Lymphocytes are the primary cells of the immunologic system, and have developed one of the most sophisticated defense mechanisms in the biological system. The review of Alam and Gorska ₁ enlightens that the T lymphocytes play a major role in the organization of the immune response, eliminating intracellular pathogens (virus, and bacteria) through the generation of cytotoxic T lymphocytes. The B lymphocytes protect the organism against extracellular pathogens by the production of antibodies. The natural killer cells (NK) are an important component of the innate immunity. The dendritic B cells begin the immunologic response by presenting antigens to the T lymphocytes. The authors resume that the interaction among the T lymphocytes, B lymphocytes, dendritic cells and the natural killer cells (NK) constitutes the fundamental defensive mechanism of the host.
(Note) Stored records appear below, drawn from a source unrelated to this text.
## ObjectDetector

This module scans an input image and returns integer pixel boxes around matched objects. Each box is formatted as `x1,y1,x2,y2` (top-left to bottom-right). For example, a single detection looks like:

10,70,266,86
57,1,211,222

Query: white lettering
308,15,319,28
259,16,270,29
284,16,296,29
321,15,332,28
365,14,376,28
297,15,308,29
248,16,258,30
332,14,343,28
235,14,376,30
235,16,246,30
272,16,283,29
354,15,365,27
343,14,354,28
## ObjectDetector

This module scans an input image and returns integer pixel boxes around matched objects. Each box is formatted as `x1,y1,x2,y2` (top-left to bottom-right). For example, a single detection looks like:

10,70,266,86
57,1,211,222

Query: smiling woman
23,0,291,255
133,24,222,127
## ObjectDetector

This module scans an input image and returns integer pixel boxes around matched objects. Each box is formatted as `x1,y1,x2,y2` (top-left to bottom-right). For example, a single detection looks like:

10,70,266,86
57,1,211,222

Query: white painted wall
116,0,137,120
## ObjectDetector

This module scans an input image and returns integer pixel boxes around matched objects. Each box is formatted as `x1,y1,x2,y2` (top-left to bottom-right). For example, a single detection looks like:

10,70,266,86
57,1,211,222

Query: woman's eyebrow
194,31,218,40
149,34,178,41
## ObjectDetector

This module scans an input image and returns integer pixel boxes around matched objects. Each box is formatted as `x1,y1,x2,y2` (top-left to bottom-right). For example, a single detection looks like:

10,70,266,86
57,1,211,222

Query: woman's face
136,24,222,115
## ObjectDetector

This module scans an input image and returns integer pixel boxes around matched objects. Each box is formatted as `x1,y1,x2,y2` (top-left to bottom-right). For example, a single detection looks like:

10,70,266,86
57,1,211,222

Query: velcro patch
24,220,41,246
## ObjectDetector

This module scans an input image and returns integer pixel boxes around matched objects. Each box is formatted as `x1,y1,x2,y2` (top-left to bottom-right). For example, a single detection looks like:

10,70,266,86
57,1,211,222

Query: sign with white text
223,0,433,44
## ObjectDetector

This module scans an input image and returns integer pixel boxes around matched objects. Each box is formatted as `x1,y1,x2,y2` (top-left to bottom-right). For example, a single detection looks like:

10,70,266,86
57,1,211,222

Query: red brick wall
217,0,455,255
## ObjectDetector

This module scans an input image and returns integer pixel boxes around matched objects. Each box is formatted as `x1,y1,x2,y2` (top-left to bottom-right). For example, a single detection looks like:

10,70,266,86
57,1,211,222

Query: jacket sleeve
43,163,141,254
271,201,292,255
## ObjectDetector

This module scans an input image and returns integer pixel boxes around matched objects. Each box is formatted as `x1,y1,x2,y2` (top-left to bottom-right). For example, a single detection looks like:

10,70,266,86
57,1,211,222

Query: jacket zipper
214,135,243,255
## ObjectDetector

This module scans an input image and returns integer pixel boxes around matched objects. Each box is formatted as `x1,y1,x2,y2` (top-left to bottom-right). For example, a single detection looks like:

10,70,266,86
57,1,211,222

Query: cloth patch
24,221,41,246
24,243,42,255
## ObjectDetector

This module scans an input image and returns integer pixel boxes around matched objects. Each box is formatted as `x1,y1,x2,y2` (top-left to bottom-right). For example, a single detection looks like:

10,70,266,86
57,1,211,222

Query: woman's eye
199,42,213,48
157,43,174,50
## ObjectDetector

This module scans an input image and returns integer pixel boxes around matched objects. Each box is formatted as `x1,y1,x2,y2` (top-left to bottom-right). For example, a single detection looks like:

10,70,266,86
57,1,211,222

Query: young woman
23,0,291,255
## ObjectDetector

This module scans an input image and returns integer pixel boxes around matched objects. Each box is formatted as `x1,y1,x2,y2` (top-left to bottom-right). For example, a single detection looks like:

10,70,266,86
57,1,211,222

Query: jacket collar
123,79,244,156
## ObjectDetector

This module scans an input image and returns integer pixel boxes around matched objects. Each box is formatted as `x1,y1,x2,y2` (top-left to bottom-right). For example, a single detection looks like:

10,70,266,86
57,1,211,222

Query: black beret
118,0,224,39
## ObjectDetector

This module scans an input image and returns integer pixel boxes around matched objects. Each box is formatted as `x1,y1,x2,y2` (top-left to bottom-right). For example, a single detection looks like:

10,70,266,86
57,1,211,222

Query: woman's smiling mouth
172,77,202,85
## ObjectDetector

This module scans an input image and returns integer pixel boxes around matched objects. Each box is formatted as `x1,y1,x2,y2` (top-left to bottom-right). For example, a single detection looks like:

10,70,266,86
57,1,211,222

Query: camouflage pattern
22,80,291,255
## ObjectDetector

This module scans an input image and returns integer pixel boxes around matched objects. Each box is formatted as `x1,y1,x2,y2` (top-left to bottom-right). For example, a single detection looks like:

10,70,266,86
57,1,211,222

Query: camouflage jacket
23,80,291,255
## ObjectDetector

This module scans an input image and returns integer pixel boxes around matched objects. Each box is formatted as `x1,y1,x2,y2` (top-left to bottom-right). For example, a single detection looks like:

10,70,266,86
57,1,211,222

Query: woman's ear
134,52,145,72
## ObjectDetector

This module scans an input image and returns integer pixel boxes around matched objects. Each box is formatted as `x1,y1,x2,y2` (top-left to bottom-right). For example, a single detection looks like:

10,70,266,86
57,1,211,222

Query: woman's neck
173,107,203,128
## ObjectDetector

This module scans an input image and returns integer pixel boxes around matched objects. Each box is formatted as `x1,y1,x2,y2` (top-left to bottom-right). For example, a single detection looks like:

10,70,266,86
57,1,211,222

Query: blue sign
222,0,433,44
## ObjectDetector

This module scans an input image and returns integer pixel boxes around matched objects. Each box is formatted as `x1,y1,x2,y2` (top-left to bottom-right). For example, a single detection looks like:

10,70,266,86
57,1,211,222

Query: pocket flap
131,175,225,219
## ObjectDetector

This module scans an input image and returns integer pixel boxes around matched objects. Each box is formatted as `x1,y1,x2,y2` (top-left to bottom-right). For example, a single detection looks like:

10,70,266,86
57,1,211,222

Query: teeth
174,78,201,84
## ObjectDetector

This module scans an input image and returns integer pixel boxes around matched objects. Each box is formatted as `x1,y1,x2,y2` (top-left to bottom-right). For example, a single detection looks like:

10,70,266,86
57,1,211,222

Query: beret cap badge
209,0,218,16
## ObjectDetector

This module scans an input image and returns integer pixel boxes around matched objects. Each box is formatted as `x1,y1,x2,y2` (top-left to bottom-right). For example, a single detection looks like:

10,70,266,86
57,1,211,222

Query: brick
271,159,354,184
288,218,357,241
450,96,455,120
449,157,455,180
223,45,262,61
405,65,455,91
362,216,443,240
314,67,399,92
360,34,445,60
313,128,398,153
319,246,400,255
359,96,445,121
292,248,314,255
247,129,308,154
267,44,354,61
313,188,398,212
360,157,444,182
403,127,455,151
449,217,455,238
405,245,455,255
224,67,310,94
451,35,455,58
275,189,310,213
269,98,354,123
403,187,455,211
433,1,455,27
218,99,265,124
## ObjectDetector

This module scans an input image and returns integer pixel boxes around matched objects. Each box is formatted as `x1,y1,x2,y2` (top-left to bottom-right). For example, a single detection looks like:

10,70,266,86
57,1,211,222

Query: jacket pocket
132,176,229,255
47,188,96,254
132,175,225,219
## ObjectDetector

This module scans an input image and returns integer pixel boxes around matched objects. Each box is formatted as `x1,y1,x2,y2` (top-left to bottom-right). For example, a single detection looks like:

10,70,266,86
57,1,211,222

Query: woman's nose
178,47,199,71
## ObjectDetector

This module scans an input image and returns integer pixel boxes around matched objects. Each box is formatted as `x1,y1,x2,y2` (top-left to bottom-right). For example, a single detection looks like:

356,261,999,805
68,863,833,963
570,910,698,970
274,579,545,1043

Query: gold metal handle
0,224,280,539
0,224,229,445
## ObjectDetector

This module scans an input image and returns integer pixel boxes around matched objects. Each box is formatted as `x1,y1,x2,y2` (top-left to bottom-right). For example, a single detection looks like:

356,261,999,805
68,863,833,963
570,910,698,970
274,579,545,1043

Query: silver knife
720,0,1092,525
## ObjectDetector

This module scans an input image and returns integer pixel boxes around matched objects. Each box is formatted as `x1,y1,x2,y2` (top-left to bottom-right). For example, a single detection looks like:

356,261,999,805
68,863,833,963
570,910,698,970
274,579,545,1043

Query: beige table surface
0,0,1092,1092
The mechanism against pathogenic microbes demands different responses depending on the characteristic of the pathogen and on the attacked tissue. Chaplin ₂ claimed that the organism of the host has developed innate and adaptive immune mechanisms of defense, being the former unspecific, attacking any nonself structure or antigen, and the latter, on the other hand, extremely specific. Both types of immune response act together in order to eliminate pathogenic antigens through the discrimination of what is self and what is not. The review describes the key-mechanism used by the immunologic system to respond to such antigens.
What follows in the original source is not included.